Decca's co-presidents Laura Monks and Tom Lewis have told Music Week that their A&R policy is defined by finding artists who can make a connection regardless of their genre or location.
The label asserted its broad church credentials with the recent signing of DIY artist Ellie Dixon, a TikTok star with over 1.1 million followers.
"She’s an incredible talent," Laura Monks told Music Week. "She is of the new generation of artists where they need to understand what we can do for them, and we enjoyed a rigorous discussion process. She felt strongly that Decca was the right label for her and that we could deliver and amplify all of her ideas. So far, the relationship is extraordinary, and we love her as an artist.”
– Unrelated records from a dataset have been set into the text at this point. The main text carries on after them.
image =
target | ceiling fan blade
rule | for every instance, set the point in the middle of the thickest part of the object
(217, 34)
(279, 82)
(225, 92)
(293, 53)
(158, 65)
“Ellie will draw on our best storytelling skills, in terms of the way we develop audiences and communicate digitally," added Lewis. "The other thing I think she will do is take us into new places in terms of confounding expectations about what Decca is, and what it can be, which is always a good thing. She’ll stretch us, but equally, I hope that we’ll stretch her, and it will be a symbiotic relationship. When we’re signing people, as long as they keep stretching us and grow our experience and expertise, then that complements what we’re trying to achieve. As a label, we want to get bigger and bigger, and to become more and more successful, and more influential.”
Earlier this year, Decca also signed the Downton Abbey duo of Michelle Dockery and Michael Fox, while other hotly-tipped prospects include Rhys Lewis and Jeremy Loops. Decca artists will also both open and close the BBC Proms, with British-Italian tenor Freddie De Tommaso performing on the opening night, and cellist Sheku Kanneh-Mason and soprano Lise Davidsen being soloists on the last night.
"We have everything from solo piano music to blues to an electronic album coming up," said Monks. "Anything goes, as long as it can attract an audience. Decca is really a group of labels: we have core Decca, then Mercury KX, which is a modern, contemporary classical label, but leaning in on electronica. We also have Decca Classics. It’s a smorgasbord of musical fantasticness.”
While the Universal label has a strong heritage in classical and jazz, the duo have told Music Week they will consider artists from across the musical spectrum if they can make the right impact.
We’re not after a quick smash and grab, we’re after building careers
“We look for people that make you go, ‘Wow, what did I just see? What did I just hear?’ And we know that they can make a powerful connection," explained Monks. "So whether that be with an online audience, in the world’s greatest concert halls, or in a small gig venue down the road in London, we just need to know that they can connect with people and bring magic. But it has to have that ‘wow’ moment, with the inquisitive factor of something that’s maybe just a little bit offbeat.”
“It’s people who just make us draw breath," added Lewis. "A brilliant example of that is Jacob Collier, who is just jaw-dropping in terms of the way he thinks, operates and galvanises audiences globally.”
Although Ellie Dixon rose to prominence on TikTok and Ludovico Einadui also made an impact on the platform, Monks and Lewis say their signings are not driven by capitalising on current trends.
"What role does TikTok play in our A&R strategy? Interestingly, I don’t think very much," suggested Lewis. "We’re not after a quick smash and grab, we’re after building careers. A nice illustration of this is that we’ve been working with Aurora for six or seven years, and she’s been building a global platform. Last year, TikTok became incredibly important for her. But it was complementing our existing artist development, it wasn’t the sole basis.”
Monks added that data alone would not make the decision for the label to sign an artist.
“We don’t sign based on numbers, we sign based on talent and vision," she explained. "We sign artists that can challenge us and yes, some of them may have online followings, or have had viral moments. But we are there to help them succeed, whether it be them thinking about NFTs, or how they can best communicate with their audience. If we were only signing for numbers, we wouldn’t be here now.”